By Brad Gooch
Date: 17 March 2000

Todd & Lucy, the Ultimate Literary Duo

Half an hour into the show, or two glasses later, Todd
meanders to the wall phone to call Lucy again.
Lucy: Lo.
Todd: (his heart a puddle) Where have you been?
Lucy: Out. Where you?
Todd hangs up. His insides are turning around like taffy.
He feels so bad. So he leaves and crosses the street with
all its contradictory beams of light and yells up. This
time his voice cracks, like Stanley Kowalski yelling
"Stella" in "Streetcar." He leans against a big old
hearse that some joker in the neighborhood has converted
into his personal station wagon.
  Lucy runs down to let him in. She looks great in the
doorway, letting her hair down, like an aria singer
in an opera. But she looks sad, too. Has on a yellow
t-shirt (inside out), white jeans, red beat-up pumps.

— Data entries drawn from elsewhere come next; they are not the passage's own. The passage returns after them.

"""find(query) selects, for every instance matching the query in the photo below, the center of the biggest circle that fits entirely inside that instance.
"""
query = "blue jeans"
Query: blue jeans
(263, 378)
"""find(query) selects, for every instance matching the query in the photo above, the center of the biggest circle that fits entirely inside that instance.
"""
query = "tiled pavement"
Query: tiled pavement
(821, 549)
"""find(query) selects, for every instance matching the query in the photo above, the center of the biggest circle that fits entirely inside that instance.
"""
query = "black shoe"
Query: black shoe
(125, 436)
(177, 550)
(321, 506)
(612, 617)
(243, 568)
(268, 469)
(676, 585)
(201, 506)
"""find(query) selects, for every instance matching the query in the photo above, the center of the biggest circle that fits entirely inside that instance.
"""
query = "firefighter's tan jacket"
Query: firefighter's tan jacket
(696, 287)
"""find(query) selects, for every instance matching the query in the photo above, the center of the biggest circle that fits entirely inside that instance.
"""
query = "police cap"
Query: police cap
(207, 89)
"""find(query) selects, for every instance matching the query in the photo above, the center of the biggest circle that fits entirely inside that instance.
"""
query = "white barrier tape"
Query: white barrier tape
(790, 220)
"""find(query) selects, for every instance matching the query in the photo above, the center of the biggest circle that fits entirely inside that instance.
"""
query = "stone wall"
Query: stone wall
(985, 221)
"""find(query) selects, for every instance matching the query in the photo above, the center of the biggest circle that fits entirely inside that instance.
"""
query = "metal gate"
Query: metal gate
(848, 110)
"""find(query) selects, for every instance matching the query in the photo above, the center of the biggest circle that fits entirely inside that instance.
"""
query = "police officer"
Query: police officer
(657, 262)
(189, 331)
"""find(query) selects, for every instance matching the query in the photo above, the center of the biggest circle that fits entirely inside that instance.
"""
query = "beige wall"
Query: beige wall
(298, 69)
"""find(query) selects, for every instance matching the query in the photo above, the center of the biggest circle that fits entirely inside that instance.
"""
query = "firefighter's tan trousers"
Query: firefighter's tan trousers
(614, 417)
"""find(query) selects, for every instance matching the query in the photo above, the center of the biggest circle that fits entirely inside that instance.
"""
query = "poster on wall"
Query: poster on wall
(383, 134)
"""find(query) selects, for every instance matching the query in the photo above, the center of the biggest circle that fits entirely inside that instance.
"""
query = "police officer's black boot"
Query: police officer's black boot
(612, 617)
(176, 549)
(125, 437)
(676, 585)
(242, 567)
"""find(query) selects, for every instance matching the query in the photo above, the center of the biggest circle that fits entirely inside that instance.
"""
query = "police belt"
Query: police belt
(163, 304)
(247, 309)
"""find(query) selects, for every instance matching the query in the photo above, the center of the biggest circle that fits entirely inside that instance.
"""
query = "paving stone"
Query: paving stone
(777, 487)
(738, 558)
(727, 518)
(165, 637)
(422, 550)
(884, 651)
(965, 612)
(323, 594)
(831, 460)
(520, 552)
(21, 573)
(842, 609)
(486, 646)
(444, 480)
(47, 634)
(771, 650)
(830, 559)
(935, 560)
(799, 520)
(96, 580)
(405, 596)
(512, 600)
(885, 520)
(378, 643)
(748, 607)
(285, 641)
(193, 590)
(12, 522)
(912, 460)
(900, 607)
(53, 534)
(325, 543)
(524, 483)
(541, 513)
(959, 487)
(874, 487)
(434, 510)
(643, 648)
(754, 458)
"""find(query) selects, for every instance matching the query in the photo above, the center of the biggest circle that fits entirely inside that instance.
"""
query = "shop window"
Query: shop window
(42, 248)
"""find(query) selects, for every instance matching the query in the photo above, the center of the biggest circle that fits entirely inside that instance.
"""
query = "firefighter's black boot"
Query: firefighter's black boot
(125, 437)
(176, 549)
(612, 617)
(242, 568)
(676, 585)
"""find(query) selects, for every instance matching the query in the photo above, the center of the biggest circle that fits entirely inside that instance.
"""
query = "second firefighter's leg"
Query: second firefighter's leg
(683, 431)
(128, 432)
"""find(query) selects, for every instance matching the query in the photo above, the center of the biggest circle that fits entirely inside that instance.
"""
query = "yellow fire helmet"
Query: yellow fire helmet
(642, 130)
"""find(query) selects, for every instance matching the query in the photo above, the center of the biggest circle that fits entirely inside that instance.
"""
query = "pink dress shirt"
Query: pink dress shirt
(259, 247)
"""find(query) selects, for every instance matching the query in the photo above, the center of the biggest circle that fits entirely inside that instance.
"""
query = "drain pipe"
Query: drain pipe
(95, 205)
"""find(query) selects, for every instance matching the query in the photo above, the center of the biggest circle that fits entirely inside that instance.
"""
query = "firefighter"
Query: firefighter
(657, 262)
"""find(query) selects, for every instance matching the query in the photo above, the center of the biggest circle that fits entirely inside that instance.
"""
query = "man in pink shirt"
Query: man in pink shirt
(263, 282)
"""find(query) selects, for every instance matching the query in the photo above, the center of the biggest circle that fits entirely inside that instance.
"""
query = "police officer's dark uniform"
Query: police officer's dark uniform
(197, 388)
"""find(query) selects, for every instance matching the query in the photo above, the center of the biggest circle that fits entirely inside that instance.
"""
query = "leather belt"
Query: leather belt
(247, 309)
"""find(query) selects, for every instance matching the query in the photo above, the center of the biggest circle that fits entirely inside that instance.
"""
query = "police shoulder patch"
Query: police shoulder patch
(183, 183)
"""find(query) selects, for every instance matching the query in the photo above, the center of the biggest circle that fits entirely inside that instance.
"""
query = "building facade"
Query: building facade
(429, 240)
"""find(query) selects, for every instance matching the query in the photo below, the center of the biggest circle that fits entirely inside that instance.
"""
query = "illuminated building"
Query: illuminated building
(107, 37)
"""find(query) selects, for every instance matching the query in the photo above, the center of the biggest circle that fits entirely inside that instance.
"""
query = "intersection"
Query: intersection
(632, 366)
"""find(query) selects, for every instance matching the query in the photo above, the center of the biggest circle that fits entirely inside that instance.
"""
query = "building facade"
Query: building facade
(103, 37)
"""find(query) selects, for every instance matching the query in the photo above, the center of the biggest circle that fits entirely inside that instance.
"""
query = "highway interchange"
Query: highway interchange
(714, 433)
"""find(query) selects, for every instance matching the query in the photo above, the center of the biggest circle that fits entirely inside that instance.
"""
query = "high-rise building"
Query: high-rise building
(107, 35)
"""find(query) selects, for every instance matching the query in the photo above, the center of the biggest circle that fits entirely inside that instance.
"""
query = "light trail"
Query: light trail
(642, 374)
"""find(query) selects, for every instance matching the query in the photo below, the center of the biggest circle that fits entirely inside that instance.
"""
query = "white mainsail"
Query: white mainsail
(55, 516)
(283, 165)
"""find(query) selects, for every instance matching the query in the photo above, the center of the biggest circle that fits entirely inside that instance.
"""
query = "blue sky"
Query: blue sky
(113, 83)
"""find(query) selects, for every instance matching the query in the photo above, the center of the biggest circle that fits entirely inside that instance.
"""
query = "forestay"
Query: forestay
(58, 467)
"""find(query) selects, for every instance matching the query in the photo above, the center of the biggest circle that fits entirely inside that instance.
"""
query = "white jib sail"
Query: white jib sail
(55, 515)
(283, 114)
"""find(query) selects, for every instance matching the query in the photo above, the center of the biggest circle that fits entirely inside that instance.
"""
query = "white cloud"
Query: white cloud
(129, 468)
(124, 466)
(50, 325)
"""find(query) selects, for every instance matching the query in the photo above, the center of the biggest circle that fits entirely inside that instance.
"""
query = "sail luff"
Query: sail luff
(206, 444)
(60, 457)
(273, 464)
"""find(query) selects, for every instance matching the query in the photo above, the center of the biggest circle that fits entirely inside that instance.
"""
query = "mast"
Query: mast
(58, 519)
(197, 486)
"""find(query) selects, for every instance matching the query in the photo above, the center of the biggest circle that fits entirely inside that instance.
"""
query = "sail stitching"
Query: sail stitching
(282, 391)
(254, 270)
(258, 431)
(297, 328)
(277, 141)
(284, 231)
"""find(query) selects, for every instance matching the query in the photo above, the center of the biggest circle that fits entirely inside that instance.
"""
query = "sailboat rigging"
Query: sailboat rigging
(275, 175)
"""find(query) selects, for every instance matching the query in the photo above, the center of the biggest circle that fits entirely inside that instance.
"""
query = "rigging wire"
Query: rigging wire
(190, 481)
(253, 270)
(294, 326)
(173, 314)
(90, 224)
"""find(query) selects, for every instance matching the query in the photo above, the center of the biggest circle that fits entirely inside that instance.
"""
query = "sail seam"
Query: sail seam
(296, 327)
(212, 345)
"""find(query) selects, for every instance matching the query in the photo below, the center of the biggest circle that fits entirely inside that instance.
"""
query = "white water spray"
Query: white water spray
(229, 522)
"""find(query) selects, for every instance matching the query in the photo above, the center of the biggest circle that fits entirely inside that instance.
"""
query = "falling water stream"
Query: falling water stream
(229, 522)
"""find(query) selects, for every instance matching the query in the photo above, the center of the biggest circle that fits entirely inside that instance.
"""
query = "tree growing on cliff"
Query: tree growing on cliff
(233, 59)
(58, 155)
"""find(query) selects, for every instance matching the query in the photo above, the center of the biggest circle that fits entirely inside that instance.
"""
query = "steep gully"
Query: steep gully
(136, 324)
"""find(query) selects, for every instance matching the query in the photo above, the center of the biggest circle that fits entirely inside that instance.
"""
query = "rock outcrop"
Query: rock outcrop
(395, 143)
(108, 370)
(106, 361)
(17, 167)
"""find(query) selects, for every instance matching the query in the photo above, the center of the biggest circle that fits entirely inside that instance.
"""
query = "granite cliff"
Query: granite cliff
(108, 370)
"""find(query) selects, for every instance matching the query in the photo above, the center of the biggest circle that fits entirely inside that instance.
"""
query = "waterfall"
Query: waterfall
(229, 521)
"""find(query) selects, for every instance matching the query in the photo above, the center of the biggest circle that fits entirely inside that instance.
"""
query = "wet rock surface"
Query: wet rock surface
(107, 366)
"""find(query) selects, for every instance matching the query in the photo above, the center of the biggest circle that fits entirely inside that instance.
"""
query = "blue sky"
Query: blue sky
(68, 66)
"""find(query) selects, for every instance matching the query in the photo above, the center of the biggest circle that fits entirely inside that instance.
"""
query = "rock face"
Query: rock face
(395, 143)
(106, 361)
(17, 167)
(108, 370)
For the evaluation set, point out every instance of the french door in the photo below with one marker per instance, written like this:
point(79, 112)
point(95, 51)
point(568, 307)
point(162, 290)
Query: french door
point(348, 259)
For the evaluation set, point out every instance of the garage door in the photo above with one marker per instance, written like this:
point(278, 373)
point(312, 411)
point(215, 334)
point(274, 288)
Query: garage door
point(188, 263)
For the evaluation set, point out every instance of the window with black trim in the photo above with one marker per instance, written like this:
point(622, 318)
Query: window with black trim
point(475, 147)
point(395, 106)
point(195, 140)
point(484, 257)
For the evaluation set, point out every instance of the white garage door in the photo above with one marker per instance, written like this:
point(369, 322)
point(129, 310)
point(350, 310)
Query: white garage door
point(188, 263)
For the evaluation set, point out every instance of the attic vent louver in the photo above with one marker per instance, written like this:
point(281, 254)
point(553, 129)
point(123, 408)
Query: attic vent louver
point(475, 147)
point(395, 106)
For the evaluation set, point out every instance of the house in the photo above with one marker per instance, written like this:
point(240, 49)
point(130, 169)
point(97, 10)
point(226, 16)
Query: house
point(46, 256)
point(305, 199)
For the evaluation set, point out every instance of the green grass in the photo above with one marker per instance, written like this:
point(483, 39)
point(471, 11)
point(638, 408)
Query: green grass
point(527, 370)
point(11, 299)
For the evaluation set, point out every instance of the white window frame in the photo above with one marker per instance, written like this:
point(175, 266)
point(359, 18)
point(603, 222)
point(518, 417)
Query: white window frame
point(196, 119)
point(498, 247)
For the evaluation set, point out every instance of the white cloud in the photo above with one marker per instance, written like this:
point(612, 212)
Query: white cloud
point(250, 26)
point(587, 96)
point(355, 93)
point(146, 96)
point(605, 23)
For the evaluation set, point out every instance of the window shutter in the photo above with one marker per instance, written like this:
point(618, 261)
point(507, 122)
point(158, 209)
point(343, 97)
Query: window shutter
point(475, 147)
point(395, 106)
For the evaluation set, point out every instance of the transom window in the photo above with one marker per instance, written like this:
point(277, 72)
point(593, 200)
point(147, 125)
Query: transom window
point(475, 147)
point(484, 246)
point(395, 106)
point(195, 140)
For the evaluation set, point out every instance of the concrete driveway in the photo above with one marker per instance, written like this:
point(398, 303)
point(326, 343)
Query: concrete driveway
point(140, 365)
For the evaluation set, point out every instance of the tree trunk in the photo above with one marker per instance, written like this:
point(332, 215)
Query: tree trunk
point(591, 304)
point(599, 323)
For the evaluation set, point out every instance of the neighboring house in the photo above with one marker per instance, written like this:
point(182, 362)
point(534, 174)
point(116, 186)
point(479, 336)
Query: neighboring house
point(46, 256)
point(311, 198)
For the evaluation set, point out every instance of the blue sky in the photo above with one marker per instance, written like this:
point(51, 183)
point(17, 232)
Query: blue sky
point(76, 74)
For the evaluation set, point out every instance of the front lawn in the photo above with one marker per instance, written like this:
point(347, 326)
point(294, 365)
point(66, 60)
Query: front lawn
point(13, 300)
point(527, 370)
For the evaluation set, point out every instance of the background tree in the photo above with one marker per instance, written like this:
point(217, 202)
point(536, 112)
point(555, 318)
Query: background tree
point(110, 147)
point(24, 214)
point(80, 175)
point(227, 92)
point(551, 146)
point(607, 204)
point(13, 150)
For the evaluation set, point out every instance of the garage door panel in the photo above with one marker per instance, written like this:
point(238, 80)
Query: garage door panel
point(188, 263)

When something is wrong Lucy doesn't wear black.
Todd: I feel sick.
Lucy: I smell a dragon. Come upstairs.
Todd: I think I have to throw up.
Lucy: Go ahead. But wait till we get to the bathroom,
okay?
Todd is in the narrow bathroom with a toilet flushed by
pulling down on a hanging chain. He starts to heave
into the porcelain bowl. Purple, orange, brown, white
flecks in one whoosh. Then again. Fireworks of upchuck.
Settling into a green swamp below.
Todd: (loud) It's disgusting. It's disgusting.
Lucy: (standing up in the bathroom doorway) I can't believe
you're taking it so hard. Even I know it's not so bad.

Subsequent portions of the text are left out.